The subject of the posts on which you are commenting is whether games with more than two under-promotions constitute a vanishingly small proportion of the total.

"Proof?" ++ Check any game data base and count how many cases with 3 or more knights.

I seem to remember somebody already pointed out you have no concept of "proof", so I'll refrain from pointing it out again. It gets a bit repetitive .

"what makes sense to you" ++ Underpromoting to rook or bishop cannot be optimal play, except for the winning side in an already winning position.

Do you ever think before you type? Try again.

@8806

"a vanishingly small proportion of the total" ++ That is correct.

That was not MAR. It was my comment about games containing three underpromotions. MAR seems to think there should be many.

"It's not relevant to what we were discussing." ++ It is. This thread is about weakly solving Chess. My point is that the Gourion number 10^37 is a better starting point to estimate the time to weakly solving Chess than the Tromp number 10^44 as Tromp allows unlimited underpromotions to pieces not previously captured and Gourion excludes promotions to pieces not previously captured.

@8806

 "[Reinserted for context:  In reality, games with more than two under-promotions will be constitute [sic]] a vanishingly small proportion of the total" ++ That is correct.

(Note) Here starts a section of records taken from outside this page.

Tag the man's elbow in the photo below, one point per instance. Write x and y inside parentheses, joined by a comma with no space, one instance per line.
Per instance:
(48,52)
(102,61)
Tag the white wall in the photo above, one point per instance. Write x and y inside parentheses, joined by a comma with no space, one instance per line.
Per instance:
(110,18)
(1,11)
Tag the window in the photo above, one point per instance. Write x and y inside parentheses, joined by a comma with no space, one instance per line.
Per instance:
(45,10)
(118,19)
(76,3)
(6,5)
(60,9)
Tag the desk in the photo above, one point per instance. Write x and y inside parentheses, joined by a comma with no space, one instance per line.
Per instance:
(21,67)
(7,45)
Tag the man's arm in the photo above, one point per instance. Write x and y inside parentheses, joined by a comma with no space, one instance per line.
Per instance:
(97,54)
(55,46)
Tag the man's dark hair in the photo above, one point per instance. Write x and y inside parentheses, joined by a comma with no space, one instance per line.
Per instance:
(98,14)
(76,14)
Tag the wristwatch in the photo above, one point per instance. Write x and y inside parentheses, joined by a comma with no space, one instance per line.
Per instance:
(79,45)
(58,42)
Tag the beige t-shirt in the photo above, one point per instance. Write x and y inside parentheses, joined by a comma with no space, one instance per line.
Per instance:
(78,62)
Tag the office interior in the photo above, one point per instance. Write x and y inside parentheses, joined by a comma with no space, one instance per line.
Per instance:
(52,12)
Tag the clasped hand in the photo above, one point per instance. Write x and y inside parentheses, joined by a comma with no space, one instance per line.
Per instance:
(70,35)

I gave an argument in #8797 that would suggest it's very far from the truth. What would be your counter-argument?

"It's not relevant to what we were discussing [Reinserted for context:  (or what you are talking about for that matter)}." ++ It is. This thread is about weakly solving Chess.

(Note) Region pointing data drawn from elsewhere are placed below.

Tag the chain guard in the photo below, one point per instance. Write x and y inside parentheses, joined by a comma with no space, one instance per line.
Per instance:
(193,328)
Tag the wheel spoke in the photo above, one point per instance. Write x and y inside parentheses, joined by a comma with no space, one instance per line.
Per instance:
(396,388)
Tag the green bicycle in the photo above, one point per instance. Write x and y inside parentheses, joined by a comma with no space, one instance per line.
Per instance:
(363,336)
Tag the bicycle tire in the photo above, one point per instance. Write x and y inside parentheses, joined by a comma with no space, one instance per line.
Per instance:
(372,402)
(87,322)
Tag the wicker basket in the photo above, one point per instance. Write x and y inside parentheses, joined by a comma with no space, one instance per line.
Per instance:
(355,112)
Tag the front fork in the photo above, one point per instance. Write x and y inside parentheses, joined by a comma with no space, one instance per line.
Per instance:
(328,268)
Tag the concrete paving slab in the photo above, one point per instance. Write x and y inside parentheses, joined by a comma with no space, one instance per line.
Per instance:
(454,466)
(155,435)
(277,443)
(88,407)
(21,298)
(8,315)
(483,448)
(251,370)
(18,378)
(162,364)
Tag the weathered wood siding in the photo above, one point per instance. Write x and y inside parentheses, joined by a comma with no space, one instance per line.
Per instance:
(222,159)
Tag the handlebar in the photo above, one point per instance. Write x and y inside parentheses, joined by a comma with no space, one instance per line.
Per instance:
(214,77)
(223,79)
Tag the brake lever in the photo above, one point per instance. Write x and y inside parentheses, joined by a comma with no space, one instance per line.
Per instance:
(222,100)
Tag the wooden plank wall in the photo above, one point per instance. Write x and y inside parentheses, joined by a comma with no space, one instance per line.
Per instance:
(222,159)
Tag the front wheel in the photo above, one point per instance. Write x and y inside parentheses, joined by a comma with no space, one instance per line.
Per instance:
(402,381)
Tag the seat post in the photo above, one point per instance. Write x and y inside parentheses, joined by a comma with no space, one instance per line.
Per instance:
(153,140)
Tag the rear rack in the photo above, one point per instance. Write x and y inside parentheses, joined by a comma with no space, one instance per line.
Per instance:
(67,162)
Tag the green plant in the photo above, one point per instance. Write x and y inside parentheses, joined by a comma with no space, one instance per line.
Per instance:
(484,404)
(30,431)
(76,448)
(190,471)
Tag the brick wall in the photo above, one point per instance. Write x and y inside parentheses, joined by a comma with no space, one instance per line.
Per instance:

Obviously you have reading difficulties. You can't have overlooked my post #8806; it's the one you're responding to.

It was made abundantly clear that, "what we were discussing", referred specifically to what @Optimissed and I were discussing not what the thread is about in general. (Why you conveniently dropped the section I reinserted above?)

My point is that the Gourion number 10^37 is a better starting point to estimate the time to weakly solving Chess than the Tromp number 10^44 as Tromp allows unlimited underpromotions to pieces not previously captured and Gourion excludes promotions to pieces not previously captured.

Pretty Polly, Pretty Polly, but not relevant to what @Optimissed and I were discussing.

@8806

"a vanishingly small proportion of the total" ++ That is correct.

"It's not relevant to what we were discussing." ++ It is. This thread is about weakly solving Chess. My point is that the Gourion number 10^37 is a better starting point to estimate the time to weakly solving Chess than the Tromp number 10^44 as Tromp allows unlimited underpromotions to pieces not previously captured and Gourion excludes promotions to pieces not previously captured.

In reality, games with more than two under-promotions will be constitute a vanishingly small proportion of the total. However, there really doesn't seem to be any point in ignoring it. Sure, it's an addition to the calculations that have to be done; but not exponentially so. So why is he resisting? This normal continuation is something that has to be analysed. Is it because he didn't think of it first?

It really shouldn't be hard to teach an algorithm to recognise situations where Queen promotion is not appropriate. It would just be a quick check on all promotions and all prospective promotions.

Positions with 3 or more knights on one side could be part of a solution of Chess, and underpromotions to knights occur from time to time in perfect games with optimal play from both sides, but only in situations where a knight already has been captured.

The answer, of course, is that Tygxc cannot do that and still hold on to his Sveshnikov number...and he pas amply proven he will sacrifice anything on the altar of that number.

I wish you'd concentrate and stop introducing irrelevancies, supported by your bad thinking. I already told you that you have not objectively proven anything. You made an assertion that "it's what other people think", which is not a proof.

You need to learn to argue honestly, as a precursor to learning to argue correctly. Correctness doesn't stand alone and all you're doing is ganging up against a person who doesn't really know what he's doing, with other people who don't pick you up on your errors.

@8778
"alpha zero game database used human-set openings"
++ Where in Figure 2 did you read that?